Recovering undersampled single-cell transcriptomes with HyperCell

Single-cell transcriptomic technology has now matured, allowing quantification of mRNA transcripts corresponding to tens of thousands of genes within a cell. However, still only a small fraction of these mRNA is captured and measured by today’s single-cell assays. There are likely hundreds of thousands of mRNA copies present within a typical human cell, yet these assays omit a majority of the transcripts that are actually present. This introduces technical noise, especially non-biological variability and excessive sparsity, which frustrates downstream analysis and potentially skews biological conclusions.

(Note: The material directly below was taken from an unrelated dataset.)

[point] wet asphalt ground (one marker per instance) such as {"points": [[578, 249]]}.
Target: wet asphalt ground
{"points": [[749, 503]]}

To overcome these challenges, we here develop HyperCell, a probabilistic deep learning approach that explicitly models this undersampling to produce estimates of each cell’s original gene transcript abundances across the whole transcriptome. We demonstrate that our framework offers benefits in various mRNA modeling settings, by i) correctly differentiating between spurious sampling-induced and real biological zeros, outperforming existing approaches, ii) estimating the total mRNA content of cells across states to reduce contamination due to background transcripts, iii) reducing contamination due to background transcripts, and iv) helping to counteract biases that may appear during typical differential gene expression analyses using widespread normalization approaches. Our approach to correcting for the technical noise introduced by the single-cell experimental process brings us closer to studying biology, starting from the true transcriptome of cells.